Unfortunately, the Society’s copy of that newspaper is missing page five, so the conclusion of the Daily Times’ news report is lost. Nevertheless, the extant portion of the newspaper’s report is still extensive, and the reporting is quite detailed not only in its account of Wallace’s hanging but also in its recapitulation of the events leading up to his execution.
This story took up a very large part, if not most, of that day’s paper. In keeping with the usual newspaper style of those days, the editors gave the report not only a large, bold headline – “WALLACE HUNG” – but also a series of six subheadlines:
“His Neck Was Broken With a Sickening Thud,” “THE TRAP SPRUNG AT 11:08 A. M.,” “Paid the Penalty on the Gallows For His Sister’s Murder,” “EXECUTION PASSED OFF VERY QUIETLY,” “Grewsome (sic) Spectacle Witnessed by over Two Hundred People,” and “Much Excitement Caused Last Night by His Sudden Illness.”

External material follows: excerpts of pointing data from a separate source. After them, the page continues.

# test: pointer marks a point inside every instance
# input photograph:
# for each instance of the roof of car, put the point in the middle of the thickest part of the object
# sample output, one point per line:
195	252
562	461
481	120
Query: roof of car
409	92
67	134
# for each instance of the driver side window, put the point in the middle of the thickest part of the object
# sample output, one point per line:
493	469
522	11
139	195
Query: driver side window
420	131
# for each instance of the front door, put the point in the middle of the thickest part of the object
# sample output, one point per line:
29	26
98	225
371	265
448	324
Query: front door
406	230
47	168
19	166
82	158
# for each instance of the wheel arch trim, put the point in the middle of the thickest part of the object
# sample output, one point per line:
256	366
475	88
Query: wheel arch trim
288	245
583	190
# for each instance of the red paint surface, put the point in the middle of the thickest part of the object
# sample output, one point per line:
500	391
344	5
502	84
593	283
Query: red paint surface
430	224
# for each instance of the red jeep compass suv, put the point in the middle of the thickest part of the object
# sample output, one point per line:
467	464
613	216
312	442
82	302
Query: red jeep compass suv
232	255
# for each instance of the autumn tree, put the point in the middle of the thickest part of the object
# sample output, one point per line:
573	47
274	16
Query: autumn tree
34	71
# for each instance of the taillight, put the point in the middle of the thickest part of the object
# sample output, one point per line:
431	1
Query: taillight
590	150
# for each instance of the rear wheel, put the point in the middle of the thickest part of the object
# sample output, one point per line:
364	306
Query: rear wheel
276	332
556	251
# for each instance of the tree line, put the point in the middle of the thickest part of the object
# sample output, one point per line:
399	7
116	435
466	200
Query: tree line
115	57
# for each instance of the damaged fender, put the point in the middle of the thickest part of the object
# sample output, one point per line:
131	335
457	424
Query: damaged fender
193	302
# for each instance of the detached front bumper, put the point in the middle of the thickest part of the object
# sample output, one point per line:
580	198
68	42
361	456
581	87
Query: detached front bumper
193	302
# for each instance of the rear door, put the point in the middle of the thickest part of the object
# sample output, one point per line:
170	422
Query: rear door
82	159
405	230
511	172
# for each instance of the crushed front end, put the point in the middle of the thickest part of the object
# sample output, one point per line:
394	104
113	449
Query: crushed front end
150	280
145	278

Below are excerpts from the Pekin Daily Times’ account that expound upon the background of and motive for Wallace’s cruel and hateful acts. Further excerpts telling of the murder, the trial, Wallace’s appeals of his verdict and sentence, and his hanging will be featured in subsequent columns.
“Governor Altgeld was positive in his decision not to interfere in Wallace’s case. . . He said it was a peculiarly distressing case, owing to the many tragedies that had brought the Wallace family into public notice, fate seeming to pursue it with a relentless fury and remarkably fatality. First a son was instantly killed by the accidental discharge of a gun, while he was hunting, then Andy Wallace, the father, was shot and killed by Connelly, then came the tragic death of Mrs. Belle Bowlby, and last Albert Wallace, expiating a crime on the gallows. Nevertheless the governor said that he could do nothing. . . .”
“[Wallace] had never been satisfied with the action of his father, Andrew Wallace, in willing his fine farm and other property to his sister [Belle]. This was a decision that the old man arrived at a long time before his death, and about the time he quarreled with Albert and bade him leave home forever.
“The chasm separating father and son became wider as Wallace became more and more dissolute in his habits. The other children could not put up with old Wallace’s awful temper, and all but Belle, the murdered woman, left the family roof. She was a very amiable little girl, and when a woman, patiently and without ever a word of complaint, . . . .”
At this point the Daily Times report jumps to page five, but page five is lost.